Say I have created a class named foo in the project as:
public class foo {
foo() {}
_ _ _ _ _ _
_ _ _ _ _ _
}
Now i create bar class to give a feeling of the reflection API.
public class bar{
foo f1 = Class.forName("foo"); //created the foo object
}
Please note that the class bar is declared as public and hence is obviously in some other project/package.
We never imported the foo class to create an object of it. That was possible because of the reflection API and the Class class.
The bottomline of all this discussion is that a instance of the Class class reflects any class.
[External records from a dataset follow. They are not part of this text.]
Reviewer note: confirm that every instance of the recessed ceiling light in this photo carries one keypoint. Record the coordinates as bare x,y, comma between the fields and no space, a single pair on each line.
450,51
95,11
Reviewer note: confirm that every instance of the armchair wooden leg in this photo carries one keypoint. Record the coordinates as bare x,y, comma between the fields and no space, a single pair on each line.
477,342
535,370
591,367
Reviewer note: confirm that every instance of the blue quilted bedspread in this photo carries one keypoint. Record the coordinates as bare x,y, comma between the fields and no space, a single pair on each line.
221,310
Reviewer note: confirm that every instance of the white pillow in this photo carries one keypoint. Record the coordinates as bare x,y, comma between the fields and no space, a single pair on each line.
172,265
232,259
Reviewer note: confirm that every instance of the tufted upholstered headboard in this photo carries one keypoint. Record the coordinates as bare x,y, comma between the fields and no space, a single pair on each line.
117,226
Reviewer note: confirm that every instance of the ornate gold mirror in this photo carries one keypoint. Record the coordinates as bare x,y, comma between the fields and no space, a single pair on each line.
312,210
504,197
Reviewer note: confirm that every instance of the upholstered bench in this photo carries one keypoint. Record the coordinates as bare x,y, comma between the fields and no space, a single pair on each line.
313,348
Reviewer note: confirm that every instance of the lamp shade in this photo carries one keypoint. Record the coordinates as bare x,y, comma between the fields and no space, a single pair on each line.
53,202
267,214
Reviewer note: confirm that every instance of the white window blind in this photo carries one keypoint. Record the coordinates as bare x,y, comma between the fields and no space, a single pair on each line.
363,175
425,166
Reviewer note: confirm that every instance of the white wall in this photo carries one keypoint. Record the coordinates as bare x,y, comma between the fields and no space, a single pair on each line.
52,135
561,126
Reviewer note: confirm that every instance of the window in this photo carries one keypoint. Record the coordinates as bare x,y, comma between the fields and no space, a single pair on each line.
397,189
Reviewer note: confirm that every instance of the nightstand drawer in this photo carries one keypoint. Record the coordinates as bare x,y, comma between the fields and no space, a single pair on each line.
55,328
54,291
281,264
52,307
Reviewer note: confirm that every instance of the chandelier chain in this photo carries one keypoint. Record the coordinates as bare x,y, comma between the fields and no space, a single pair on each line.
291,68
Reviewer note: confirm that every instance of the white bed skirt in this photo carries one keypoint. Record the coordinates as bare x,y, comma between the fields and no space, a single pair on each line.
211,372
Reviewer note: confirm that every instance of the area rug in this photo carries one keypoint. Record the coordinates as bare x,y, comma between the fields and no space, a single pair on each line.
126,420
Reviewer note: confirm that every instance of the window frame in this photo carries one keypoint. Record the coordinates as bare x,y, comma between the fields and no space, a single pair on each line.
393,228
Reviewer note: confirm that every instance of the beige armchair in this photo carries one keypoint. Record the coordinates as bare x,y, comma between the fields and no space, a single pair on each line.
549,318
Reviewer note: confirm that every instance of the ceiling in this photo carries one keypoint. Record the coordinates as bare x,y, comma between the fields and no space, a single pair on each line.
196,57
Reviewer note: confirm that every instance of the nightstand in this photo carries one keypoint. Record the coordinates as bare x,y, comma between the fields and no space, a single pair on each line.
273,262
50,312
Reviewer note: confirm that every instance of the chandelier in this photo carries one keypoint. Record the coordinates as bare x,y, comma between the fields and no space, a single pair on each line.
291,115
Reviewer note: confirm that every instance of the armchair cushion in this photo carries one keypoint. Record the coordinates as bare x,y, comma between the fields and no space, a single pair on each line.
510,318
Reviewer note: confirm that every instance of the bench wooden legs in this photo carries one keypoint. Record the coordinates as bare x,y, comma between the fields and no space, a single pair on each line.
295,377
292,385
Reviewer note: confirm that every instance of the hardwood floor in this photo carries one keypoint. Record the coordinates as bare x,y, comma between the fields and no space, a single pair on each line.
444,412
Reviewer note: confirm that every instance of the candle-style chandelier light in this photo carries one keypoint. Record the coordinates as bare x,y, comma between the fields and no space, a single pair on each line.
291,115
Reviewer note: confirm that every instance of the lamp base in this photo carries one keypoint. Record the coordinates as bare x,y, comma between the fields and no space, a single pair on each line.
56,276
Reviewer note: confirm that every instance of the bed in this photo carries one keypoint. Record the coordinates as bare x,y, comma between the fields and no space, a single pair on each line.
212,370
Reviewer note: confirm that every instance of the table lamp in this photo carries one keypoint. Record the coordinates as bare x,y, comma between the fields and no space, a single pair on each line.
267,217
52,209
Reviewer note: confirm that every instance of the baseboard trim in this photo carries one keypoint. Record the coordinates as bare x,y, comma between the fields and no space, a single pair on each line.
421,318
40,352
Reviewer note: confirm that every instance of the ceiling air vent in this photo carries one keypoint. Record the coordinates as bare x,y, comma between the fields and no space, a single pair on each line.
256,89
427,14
Now we modify the bar class as shown below:
import foo; //modify as per your project settings.
public class bar{
foo f1 = Class.forName("foo"); //created the foo object
Class c1 = foo.class;
java.lang.reflect.Constructor[] const1 = c1.getConstructors();
System.out.println(const1[0].getName());
}
Here we get the instance of the Class class corresponding to the foo class and then get an array of its constructors by invoking the method getConstructors() on it and then display the name of the first constructore present in the foo class.
I hope this has made things more clear and now you can browse the java.lang.reflect package to know more about what can be done with the reflection API.
But there is a word of caution with using the reflection API because all this happens at runtime, the performance may be effected because of over using the reflection API.